COMPARING THE DIFFERENT SCHEMES

I use the same simple synthetic model as in Cunha (1990) to compare the results obtained with different inversion schemes. The model consists of an isotropic layer in an isotropic background (V^z=V^x in both the layer and the background). The layer is not centered, and its size is not a multiple of the layer size used in the inversion schemes.

 

isoinv
Figure 3 Inversion results for the one-layer isotropic model, using different algorithms: (a) square function decomposition (nonlinear), (b) Walsh function decomposition (nonlinear), (c) linearized inversion with layer-parametrization, and (d) the same as in c, but with the derivative term introduced into the objective function.continuous line represents V_x and dotted line represents V_z.

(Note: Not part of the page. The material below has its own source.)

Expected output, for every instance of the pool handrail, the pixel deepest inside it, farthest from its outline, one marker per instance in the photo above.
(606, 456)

Figures a and b show that, contrary to what we would expect, the results obtained with the Walsh functions are inferior to the ones obtained with the sine- and cosine-like square functions. Although Walsh functions form a complete set, their orthogonality impedes further steps from correcting errors in previously estimated components of the model in this kind of iterative scheme. Moreover, both nonlinear schemes are inferior to the linearized algorithms shown in Figures c and d. The result in c was obtained with an iterative scheme that uses the least-squares solution of equation (8) by successively increasing (by a power of 2) the number of layers at each step. The difference between c and d is the introduction into the objective function of an extra term that corresponds to the difference between the traveltime-derivatives relative to the receiver positions. As a result the solution for V^z in d becomes more stable since with this term the inversion will try to fit not only the traveltimes, but also the form of the traveltime curves.